HOA Approval and Building Permits Are Separate
Many homeowners don't realize that HOA approval and a county building permit are two separate things — neither substitutes for the other. You need both. Some jurisdictions require HOA approval to be attached to the permit application. Others accept them independently. Either way, starting the HOA process before the permit application avoids sequential delays — the county won't wait for the HOA, and the HOA won't speed up because the permit is pending.
What Triggers Variance Requests
Requests that exceed the community standard — a deck larger than the footprint percentage allows, a railing style not on the approved list, a color outside the approved palette — require a variance application. Variance review often involves notifying adjacent neighbors, who can object. We design within the approved standards whenever possible to avoid the variance process, which adds 4-8 weeks and is not guaranteed to succeed.
Resale and HOA Documentation
An HOA-approved and permitted deck has complete documentation — the approval letter, the permit, the inspection records. This matters at resale because the buyer's attorney will verify the deck status. An approved and permitted deck is a clean asset.
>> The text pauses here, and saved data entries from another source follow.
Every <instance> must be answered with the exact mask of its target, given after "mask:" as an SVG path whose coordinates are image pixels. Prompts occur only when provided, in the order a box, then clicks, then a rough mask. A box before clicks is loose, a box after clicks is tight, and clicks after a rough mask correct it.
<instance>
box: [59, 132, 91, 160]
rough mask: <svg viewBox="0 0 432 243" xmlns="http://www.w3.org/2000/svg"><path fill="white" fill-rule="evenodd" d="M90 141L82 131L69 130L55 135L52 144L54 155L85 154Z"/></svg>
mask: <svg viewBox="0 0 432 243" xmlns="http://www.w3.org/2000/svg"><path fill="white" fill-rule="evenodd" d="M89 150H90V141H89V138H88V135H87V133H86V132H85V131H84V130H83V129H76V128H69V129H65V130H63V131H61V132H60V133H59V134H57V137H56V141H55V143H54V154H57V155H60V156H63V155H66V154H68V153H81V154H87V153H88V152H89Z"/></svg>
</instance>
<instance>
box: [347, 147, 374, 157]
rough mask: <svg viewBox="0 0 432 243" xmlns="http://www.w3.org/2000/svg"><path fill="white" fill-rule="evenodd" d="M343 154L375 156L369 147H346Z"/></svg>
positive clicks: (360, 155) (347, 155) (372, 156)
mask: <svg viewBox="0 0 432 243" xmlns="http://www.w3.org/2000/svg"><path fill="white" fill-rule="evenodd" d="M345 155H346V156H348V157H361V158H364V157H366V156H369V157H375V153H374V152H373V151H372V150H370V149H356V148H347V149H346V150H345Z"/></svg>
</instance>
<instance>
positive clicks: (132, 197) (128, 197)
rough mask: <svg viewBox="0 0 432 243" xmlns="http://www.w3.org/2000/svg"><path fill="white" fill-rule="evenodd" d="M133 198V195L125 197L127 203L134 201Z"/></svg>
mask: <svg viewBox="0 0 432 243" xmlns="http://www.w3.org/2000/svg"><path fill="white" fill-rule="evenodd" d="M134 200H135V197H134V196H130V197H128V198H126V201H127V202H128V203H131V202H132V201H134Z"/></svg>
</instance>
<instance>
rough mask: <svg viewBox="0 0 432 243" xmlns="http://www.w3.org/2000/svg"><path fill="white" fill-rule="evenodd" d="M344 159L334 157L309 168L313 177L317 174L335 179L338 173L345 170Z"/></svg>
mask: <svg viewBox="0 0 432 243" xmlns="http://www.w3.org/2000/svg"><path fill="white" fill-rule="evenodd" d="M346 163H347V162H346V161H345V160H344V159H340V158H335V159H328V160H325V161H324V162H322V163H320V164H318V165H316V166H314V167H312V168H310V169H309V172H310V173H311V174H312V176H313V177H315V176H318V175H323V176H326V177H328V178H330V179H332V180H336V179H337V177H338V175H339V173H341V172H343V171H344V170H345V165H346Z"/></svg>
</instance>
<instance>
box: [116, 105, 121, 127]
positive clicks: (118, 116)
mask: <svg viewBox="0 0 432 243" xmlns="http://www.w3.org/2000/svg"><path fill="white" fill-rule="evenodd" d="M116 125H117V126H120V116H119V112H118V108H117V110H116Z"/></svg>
An unapproved or unpermitted deck is a liability that typically must be disclosed and may require retroactive approval, modification, or removal.
When the HOA Denies a Submittal
HOA denials are usually specific — the committee identifies which standard the design doesn't meet. Most denials are addressable with a design modification. We treat denials as part of the process rather than obstacles — revise to address the specific concern, resubmit at the next meeting cycle, and move forward. We communicate with the homeowner throughout so there are no surprises.